A agenda internacional gerou avanços estratégicos para subsidiar o Plano de Transição Justa de Santa Catarina. Entre os principais resultados estão a identificação de tecnologias verdes com potencial de aplicação no Estado, a abertura de cooperação técnica com centros italianos de excelência, a prospecção de investimentos e parcerias empresariais, o fortalecimento institucional e o intercâmbio de modelos de governança territorial voltados à reconversão de áreas industriais.

O presidente da Associação Brasileira do Carbono Sustentável, Fernando Luiz Zancan, avalia que a missão reforça a necessidade de uma transição baseada em ciência, inovação e desenvolvimento regional.

“A Transição Justa precisa ser construída com conhecimento, tecnologia e compromisso com os territórios. A experiência italiana nos mostrou que é possível transformar regiões industriais por meio da inovação, da cooperação entre instituições e da criação de novas cadeias econômicas. Para o Polo Carbonífero catarinense, esse movimento é fundamental: precisamos continuar avançando em soluções de baixo carbono, captura de CO₂, armazenamento de energia, novos materiais e usos sustentáveis dos recursos minerais”, afirma Zancan.

Além das visitas técnicas, a missão resultou em encaminhamentos que já estão em andamento. Entre eles estão a visita do CEO da Tassullo, Roberto Covi, ao Brasil, para avaliar oportunidades de reaproveitamento de estruturas minerárias do carvão; a ativação de contatos com empresas do sistema Trentino de madeira engenheirada, com foco em cooperação com o setor madeireiro e de construção civil de Criciúma; a construção de parceria entre a Fundação Bruno Kessler e a SATC, voltada a sistemas energéticos e cibersegurança; e a preparação de uma nova missão oficial com o Governo de Santa Catarina para avançar em uma parceria estratégica com a Província de Trento.

Para o reitor da UniSATC, Carlos Ferreira, a missão reforça o papel da educação, da pesquisa aplicada e da inovação tecnológica na construção de alternativas para o futuro da região.

“A Transição Justa exige conhecimento técnico, formação de pessoas e capacidade de transformar pesquisa em soluções concretas para o território. A aproximação com instituições como a Fundação Bruno Kessler abre oportunidades importantes para projetos em áreas estratégicas, como sistemas energéticos, cibersegurança e novas tecnologias industriais. A SATC está comprometida em contribuir com esse processo, conectando ensino, ciência e inovação ao desenvolvimento sustentável do Sul de Santa Catarina”, destaca Ferreira.
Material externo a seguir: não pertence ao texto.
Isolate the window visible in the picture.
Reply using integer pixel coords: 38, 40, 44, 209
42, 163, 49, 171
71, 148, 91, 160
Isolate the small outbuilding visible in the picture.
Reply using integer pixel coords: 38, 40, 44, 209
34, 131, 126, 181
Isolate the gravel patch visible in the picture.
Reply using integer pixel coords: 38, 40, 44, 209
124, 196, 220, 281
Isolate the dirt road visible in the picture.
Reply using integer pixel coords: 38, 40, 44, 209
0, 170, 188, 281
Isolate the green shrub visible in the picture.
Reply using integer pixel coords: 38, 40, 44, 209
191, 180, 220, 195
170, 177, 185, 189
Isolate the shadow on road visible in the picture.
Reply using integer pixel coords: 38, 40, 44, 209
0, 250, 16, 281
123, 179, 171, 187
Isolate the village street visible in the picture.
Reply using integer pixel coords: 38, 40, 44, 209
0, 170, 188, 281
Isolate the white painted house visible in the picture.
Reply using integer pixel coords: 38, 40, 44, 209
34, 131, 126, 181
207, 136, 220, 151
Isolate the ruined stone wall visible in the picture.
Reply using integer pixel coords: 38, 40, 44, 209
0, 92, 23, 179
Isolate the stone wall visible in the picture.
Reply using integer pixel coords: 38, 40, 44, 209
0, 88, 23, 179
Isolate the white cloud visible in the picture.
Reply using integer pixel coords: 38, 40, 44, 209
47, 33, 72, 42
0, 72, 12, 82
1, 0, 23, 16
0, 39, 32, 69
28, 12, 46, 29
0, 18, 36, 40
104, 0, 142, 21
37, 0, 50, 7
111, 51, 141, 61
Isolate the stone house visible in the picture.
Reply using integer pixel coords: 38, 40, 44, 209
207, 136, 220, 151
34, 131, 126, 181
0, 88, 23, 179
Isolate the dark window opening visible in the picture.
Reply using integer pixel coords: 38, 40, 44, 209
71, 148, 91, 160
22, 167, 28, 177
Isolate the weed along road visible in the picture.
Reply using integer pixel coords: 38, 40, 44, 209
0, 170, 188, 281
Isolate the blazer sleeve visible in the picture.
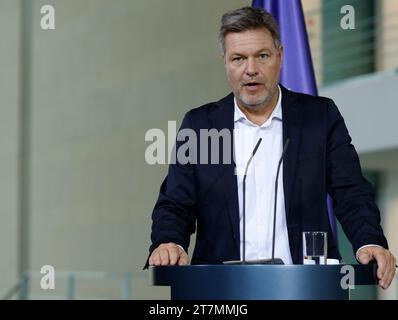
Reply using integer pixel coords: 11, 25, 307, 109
326, 100, 388, 254
149, 112, 196, 252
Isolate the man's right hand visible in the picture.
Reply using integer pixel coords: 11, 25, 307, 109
149, 242, 189, 266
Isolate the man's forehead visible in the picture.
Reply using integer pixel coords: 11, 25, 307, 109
225, 29, 274, 52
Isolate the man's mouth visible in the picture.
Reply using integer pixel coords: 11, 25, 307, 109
243, 82, 262, 91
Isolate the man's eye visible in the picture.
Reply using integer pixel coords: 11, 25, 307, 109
260, 53, 269, 60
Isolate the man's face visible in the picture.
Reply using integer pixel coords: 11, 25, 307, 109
224, 28, 282, 109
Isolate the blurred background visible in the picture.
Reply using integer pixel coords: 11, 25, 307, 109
0, 0, 398, 299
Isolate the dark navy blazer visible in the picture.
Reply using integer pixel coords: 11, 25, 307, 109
150, 87, 388, 264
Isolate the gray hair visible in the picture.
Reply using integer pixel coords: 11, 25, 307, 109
219, 7, 281, 54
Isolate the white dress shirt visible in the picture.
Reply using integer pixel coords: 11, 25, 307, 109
234, 88, 292, 264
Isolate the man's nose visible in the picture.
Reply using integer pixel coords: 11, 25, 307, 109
245, 58, 258, 77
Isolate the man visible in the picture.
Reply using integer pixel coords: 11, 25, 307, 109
148, 7, 395, 288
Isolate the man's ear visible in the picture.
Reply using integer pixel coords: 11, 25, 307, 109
278, 45, 283, 65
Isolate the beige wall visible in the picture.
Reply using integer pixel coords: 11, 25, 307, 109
377, 0, 398, 70
0, 0, 20, 298
0, 0, 250, 298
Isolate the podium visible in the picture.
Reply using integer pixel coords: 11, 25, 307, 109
150, 264, 377, 300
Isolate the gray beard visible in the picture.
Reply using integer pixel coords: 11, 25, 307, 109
236, 85, 278, 110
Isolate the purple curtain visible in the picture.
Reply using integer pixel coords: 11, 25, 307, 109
252, 0, 337, 241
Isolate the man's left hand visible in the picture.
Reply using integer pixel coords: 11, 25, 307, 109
357, 246, 396, 289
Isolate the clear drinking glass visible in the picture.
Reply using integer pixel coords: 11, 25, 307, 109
303, 231, 328, 264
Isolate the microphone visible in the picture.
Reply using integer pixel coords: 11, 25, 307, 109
271, 138, 290, 264
223, 138, 263, 264
242, 138, 263, 264
223, 138, 290, 264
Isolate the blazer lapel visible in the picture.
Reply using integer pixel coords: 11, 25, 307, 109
281, 86, 302, 219
211, 93, 240, 252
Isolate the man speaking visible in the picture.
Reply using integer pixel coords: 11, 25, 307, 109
148, 7, 395, 288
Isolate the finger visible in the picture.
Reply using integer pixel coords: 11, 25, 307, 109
159, 249, 170, 266
374, 252, 387, 280
358, 249, 372, 264
149, 249, 160, 266
178, 251, 189, 266
380, 254, 395, 289
169, 246, 179, 265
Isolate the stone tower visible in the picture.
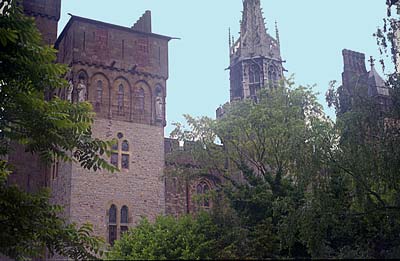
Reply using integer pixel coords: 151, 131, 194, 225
50, 11, 171, 243
23, 0, 61, 45
338, 49, 392, 116
229, 0, 283, 102
8, 0, 61, 192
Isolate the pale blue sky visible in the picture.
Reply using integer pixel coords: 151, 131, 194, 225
59, 0, 386, 136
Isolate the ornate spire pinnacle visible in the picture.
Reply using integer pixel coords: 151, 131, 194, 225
231, 0, 281, 59
368, 56, 375, 68
228, 27, 232, 51
275, 21, 281, 46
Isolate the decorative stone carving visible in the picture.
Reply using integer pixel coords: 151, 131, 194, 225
156, 96, 164, 120
77, 78, 87, 102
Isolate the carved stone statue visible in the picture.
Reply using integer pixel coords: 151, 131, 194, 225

Ao final da programação, a delegação realizou uma sessão de consolidação dos resultados, com a definição de encaminhamentos para transformar o conhecimento adquirido em ações práticas. A partir das experiências conhecidas na Itália, o grupo pretende avançar na estruturação de projetos voltados à inovação, à economia circular, à energia limpa, à digitalização industrial, à reconversão produtiva e ao desenvolvimento sustentável do território carbonífero.